5. Cached prefixes remain active for 5-10 minutes of inactivity (up to 1 hour off-peak)
**See also**: `examples/openai_responses_tool_call_with_previous_id.py` for a complete working example.
## Why llm_async?
- Async-first performance (aiosonic-based) vs. sync or heavier HTTP stacks.
- Unified provider interface: same message/tool/streaming patterns across OpenAI, Claude, Gemini, OpenRouter.
- Structured outputs (OpenAI, Google, OpenRouter) with JSON schema validation.
- Tool-call round-trip helpers for consistent multi-turn execution.

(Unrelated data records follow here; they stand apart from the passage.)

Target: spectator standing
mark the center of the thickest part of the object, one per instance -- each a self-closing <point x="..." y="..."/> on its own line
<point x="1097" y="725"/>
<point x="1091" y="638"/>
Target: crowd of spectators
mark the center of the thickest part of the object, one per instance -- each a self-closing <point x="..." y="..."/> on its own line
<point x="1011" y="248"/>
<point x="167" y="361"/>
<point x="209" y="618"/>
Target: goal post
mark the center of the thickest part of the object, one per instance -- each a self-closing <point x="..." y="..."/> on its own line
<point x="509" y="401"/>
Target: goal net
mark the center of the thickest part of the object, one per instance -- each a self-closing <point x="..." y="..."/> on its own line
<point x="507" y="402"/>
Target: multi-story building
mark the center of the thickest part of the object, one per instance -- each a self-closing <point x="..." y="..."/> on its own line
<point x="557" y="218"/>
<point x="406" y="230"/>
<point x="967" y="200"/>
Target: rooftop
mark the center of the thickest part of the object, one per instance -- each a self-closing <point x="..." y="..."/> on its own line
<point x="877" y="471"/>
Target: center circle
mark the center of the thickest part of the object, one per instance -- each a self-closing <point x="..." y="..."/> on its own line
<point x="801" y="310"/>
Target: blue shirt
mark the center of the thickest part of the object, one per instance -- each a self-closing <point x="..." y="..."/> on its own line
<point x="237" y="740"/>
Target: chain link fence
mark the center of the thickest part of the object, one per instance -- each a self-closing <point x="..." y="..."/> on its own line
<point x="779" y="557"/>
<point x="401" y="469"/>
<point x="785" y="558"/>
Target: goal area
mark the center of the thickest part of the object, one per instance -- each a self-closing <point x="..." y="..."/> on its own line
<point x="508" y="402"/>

- Minimal surface area: easy to extend with new providers via BaseProvider.
## API Reference
### OpenAIProvider
- `__init__(api_key: str, base_url: str = "https://api.openai.com/v1")`
- `acomplete(model: str, messages: list[dict], stream: bool = False, **kwargs) -> Response | AsyncIterator[StreamChunk]`
Performs a chat completion. When `stream=True` the method returns an async iterator that yields StreamChunk objects as they arrive from the provider.
### OpenRouterProvider
- `__init__(api_key: str, base_url: str = "https://openrouter.ai/api/v1")`
- `acomplete(model: str, messages: list[dict], stream: bool = False, **kwargs) -> Response | AsyncIterator[StreamChunk]`
Performs a chat completion using OpenRouter's unified API. Supports the same OpenAI-compatible interface with additional optional headers:
- `http_referer`: Your application's URL (recommended)
- `x_title`: Your application's name (recommended)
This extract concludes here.